Apart from these interesting remote influences, PLP also participates in many other notable enzyme reactions. It cofactors the conversion of homocysteine into methionine via BHMT [74], assists synthesis of dopamine (DA) from L dopa [75,76], influences the levels of both serine and tryptophan [35,77,78], and metabolizes L tryptophan through tryptophan pyrrolase activation [79].
Meanwhile, FAD cofactors are facilitating the monoamine oxidase (MAO) enzyme which catalyzes the first step of catecholamine metabolism [80]. If FAD is unavailable, catecholamines are poorly metabolized, meaning that NA and AD levels are higher than that of their common metabolite MHMA. In this context, the ratio of NA/MHMA and AD/MHMA is likely to be high [81]. Moreover, since FAD is unutilized by the inactive MTHFR enzyme [30], it is readily available to cofactor the activity of MAO. This enzyme undertakes the first step of catecholamine degradation [82]. Then, the second step of catecholamine degradation is undertaken by the catechol-o-methyltransferase (COMT) enzyme which requires SAMe as a cofactor [83]. In this context, even though MAO activity is FAD-facilitated, SAMe supply is not plentiful, allowing neurotoxic catecholamine intermediate semi-quinone substances to accumulate and damage neurons [84]. This is a further reason why methionine needs to be reconstituted from homocysteine using the BMHT pathway and utilizing trimethyl glycine (betaine) as the methyl donor molecule [46,47,48,49,50]. By salvaging methionine for SAMe production, SAMe can then act as a cofactor for COMT metabolism of catecholamines.
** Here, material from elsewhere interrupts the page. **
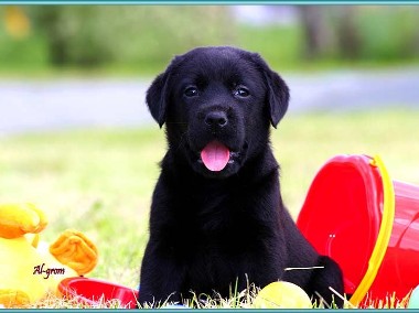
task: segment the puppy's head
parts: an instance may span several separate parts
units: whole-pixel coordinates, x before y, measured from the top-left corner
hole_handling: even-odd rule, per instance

Of note, however, is the potential for excessively driven catecholamine metabolism to deplete catecholamine reserves, with attendant risk of severe depression and suicide [53].
FAD also plays an important role in the reconversion of oxidized glutathione (GSSH) back to its active, reduced form (GSH) [85]. Maintenance of this reduced form of glutathione is imperative to dampen excessive free oxygen radical formation, that is, it is a key component of schizophrenia pathology [86]. A further role for FAD occurs in facilitating the monoamine oxidase enzyme involved in serotonin’s metabolism into 5 hydroxy indole acetic acid (5HIAA). Such metabolism may be boosted in carriers of the MTHFR 677 TT genotype, where FAD is unutilized by the inactive MTHFR enzyme [80].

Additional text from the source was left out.